De hoogte van het voordeel wordt bepaald in functie van de totale anciënniteit als arbeider (gerekend van datum tot datum) - bij één of meer werkgevers die ressorteren onder het bevoegdheidsgebied van het PC 126 - op de datum van 31 december 2006.

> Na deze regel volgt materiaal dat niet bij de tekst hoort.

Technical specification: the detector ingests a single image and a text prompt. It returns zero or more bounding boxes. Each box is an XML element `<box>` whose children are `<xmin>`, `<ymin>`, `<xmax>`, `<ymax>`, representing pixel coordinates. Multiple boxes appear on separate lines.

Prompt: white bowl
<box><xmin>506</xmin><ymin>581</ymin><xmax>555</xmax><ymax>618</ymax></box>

De arbeiders die de voorwaarden vervullen om het recht op deze overgangsregeling te openen, ontvangen een kapitaal gelijk aan de hierna vermelde bedragen:
Jaar waarin de arbeider 65 wordt |
Leeftijd op 31.12.2006 |
Bewezen loopbaan op 31.12.2006 | ||
Vanaf 02/07/2015 | 56 jaar | € 2230, indien minstens 15 jaar |
€ 3230 indien minstens 18 jaar |
€ 4230, indien minstens 23 jaar |
2016 | 55 jaar | € 1945, indien minstens 15 jaar |
€ 2945 indien minstens 17 jaar |
€ 3945, indien minstens 22 jaar |
2017 | 54 jaar | € 1640, indien minstens 15 jaar |
€ 2640 indien minstens 16 jaar |
€ 3640, indien minstens 21 jaar |
2018 | 53 jaar | - | € 2320 indien minstens 15 jaar |
€ 3320, indien minstens 20 jaar |
2019 | 52 jaar | - | € 1985 indien minstens 15 jaar |
€ 2985, indien minstens 19 jaar |
2020 | 51 jaar | - | € 1630 indien minstens 15 jaar |
€ 2630, indien minstens 18 jaar |
2021 | 50 jaar | - | € 1255 indien minstens 15 jaar |
€ 2255, indien minstens 17 jaar |
2022 | 49 jaar | - | - | € 1860, indien minstens 25 jaar |
2023 | 48 jaar | - | - | € 1445, indien minstens 25 jaar |
Dit zijn bruto bedragen.
Het voordeel moet worden aangevraagd door de arbeider of zijn vakorganisatie.